We knew Coober Pedy would be a unique place to visit and it certainly was. Our booking was for three nights and we went about filling them up with whatever was on offer. We hit the highlights; an underground mine tour, the underground Church, the Breakaways, a drive around town, an underground house, bought some opal, an art gallery and the kangaroo hospital. It was a pretty busy few days, but it’s a long way to come back if you miss something.

The underground mine, house and church were all curious places. Worth a visit and interesting enough. However, the best experiences were the Breakaways, the art gallery and the kangaroo hospital.

Breakaways

The Breakaways were one of the big highlights of Coober Pedy. A short drive out of town into a moonscape of different colours hills and formations. It was funny, at the start it was a little disappointing, a few formations and plains viewed from a distance. But as we got deeper into the park and the sun began to set the place came alive.

The colours between the sunset and the formations were just beautiful. You were able to get out and walk and explore some of the formations. We climbed to the top and took in the views. In the end, we found an incredible vantage point, pulled up and stayed put to watch the sunset show. All our thoughts of it being rather “meh” were soon forgotten. Honestly, the pictures are the best way to describe the place.

Art Gallery

The whole trip we knew we wanted to buy some indigenous art. We had stopped in a few galleries and found a number of beautiful pieces. However, the eternal conflict between price, quality and size had never quite been resolved. This was until Coober Pedy.

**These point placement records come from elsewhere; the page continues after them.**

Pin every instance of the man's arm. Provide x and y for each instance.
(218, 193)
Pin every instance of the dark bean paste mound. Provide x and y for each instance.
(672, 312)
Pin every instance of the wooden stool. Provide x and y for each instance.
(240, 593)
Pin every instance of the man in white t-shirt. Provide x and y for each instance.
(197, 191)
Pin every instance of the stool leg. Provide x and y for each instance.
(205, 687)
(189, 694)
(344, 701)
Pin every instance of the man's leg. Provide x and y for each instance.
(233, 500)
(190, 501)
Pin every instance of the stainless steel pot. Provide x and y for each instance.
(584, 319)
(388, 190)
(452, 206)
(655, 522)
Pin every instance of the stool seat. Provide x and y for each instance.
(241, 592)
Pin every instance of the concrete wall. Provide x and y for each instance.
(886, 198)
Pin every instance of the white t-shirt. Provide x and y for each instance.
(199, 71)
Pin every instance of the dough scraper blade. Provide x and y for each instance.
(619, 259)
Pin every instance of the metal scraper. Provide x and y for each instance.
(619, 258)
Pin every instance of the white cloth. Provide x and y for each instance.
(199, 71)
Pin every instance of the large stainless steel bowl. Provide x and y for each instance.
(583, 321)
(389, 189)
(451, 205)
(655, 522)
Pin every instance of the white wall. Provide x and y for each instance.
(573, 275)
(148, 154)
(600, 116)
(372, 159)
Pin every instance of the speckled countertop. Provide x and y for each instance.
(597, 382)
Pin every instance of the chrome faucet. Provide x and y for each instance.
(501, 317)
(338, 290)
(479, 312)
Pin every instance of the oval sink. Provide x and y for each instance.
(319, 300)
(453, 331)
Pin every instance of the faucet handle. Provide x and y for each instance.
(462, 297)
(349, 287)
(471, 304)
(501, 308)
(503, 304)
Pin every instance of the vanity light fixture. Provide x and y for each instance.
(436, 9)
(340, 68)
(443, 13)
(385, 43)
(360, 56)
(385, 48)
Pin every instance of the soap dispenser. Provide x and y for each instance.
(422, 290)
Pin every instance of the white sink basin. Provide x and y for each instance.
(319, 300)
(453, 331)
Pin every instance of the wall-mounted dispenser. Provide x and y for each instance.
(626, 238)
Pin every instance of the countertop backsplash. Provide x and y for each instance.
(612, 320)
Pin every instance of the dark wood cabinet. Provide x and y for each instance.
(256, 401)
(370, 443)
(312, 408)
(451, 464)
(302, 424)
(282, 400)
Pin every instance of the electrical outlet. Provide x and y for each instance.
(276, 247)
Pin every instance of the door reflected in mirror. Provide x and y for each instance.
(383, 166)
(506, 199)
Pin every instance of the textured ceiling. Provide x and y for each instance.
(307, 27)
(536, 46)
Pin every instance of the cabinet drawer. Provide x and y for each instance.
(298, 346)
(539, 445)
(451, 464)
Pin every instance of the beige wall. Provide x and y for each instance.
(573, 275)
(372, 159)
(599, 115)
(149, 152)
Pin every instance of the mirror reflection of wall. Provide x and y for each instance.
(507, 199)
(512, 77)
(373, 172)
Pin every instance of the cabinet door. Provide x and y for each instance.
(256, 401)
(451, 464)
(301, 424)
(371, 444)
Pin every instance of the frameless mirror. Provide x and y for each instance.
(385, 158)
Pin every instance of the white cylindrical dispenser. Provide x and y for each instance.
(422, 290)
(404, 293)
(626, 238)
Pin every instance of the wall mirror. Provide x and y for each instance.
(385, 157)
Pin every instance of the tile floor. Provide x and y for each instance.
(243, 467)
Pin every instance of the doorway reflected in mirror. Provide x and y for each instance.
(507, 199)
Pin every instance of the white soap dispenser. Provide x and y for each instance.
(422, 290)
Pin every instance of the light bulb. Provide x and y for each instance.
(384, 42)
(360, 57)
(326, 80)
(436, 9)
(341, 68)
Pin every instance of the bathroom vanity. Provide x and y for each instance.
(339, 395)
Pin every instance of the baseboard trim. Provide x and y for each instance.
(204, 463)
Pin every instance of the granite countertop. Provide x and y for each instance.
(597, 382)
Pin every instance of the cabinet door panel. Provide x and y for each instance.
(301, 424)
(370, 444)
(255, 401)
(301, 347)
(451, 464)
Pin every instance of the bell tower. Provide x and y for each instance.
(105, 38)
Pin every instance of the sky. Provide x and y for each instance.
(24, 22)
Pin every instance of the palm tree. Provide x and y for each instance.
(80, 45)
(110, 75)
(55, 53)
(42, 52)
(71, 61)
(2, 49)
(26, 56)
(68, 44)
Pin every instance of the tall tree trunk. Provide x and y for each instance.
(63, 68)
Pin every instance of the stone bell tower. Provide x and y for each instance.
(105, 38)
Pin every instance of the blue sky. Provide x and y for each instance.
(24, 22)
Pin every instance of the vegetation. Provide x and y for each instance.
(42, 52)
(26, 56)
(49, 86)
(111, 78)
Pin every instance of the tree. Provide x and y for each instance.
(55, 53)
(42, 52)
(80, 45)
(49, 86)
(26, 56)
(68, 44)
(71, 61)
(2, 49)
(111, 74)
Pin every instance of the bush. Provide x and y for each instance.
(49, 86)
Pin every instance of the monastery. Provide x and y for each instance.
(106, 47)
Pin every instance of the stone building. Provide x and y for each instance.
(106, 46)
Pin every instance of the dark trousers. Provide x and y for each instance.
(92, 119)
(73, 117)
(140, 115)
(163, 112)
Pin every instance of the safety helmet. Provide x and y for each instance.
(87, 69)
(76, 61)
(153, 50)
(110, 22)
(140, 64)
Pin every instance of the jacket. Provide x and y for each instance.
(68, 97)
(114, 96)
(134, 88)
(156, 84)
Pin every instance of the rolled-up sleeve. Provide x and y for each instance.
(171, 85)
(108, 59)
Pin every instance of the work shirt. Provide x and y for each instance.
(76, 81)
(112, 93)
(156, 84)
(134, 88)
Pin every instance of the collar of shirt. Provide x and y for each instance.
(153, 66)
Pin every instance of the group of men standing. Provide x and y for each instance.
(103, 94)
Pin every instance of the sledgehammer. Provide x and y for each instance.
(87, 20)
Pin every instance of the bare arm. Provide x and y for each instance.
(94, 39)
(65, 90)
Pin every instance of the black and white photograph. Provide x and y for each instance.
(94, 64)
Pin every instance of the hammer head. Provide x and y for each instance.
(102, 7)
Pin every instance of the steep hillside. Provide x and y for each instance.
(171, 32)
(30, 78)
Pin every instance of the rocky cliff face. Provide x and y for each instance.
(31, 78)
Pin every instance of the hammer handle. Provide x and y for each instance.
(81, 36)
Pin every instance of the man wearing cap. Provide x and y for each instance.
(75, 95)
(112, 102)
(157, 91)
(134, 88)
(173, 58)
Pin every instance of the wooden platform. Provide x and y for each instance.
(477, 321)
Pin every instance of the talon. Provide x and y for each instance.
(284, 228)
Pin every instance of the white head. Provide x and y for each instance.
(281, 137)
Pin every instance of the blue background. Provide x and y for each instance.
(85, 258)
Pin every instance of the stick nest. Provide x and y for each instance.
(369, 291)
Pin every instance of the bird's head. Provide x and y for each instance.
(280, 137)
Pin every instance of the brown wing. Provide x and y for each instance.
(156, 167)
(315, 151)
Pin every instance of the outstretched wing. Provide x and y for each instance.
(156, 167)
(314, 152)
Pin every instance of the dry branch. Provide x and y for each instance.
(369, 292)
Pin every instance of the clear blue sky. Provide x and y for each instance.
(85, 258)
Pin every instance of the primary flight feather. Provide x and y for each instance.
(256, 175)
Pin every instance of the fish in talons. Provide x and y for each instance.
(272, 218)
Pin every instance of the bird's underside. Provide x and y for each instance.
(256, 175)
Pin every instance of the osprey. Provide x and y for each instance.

We walked into the gallery and bumped straight into the artist in residence, Tommy Crowe. We had a huge range of pieces to choose from, and Tommy talked us through what his art, the story and the significance of the various pieces. The chance to talk with an acclaimed indigenous artist was special in itself, but Tommy was just an interesting guy to talk to. He didn’t even try to sell art to us, but we pretty much knew we’d be buying. His work was beautiful.

Tommy and our canvas

A couple of pieces really grabbed our attention. Budget constraints be damned, we had to decide between two large canvasses. In the end we went for the emu in the Milky Way. It seemed fitting as we’d never so many emus than on this trip and with so many nights with clear skies full of stars it was a very relevant piece. Best of all, he offered to sign the back and took a photo with us all. Not an experience that you get with most art purchases.

Kangaroo Hospital

One of the most unique experiences on the entire trip was to visit the kangaroo hospital. It is a very popular stop in Coober Pedy, but rather unexpected. It turned out this place was very famous, but very low key. An unassuming patio behind the art gallery hosted a couple of hours of kangaroo time. We got to Hand feed kangaroos wasabi peas (who knew), hear about the rescue program and cuddle a little joey.  

Everyone loved the experience, it’s not often you are able to interact with the animals this close, especially getting to see the joeys being fed and held.

The end of Coober Pedy also meant the end of South Australia. It was time to return to Territory and finish off the places we missed on our first visit.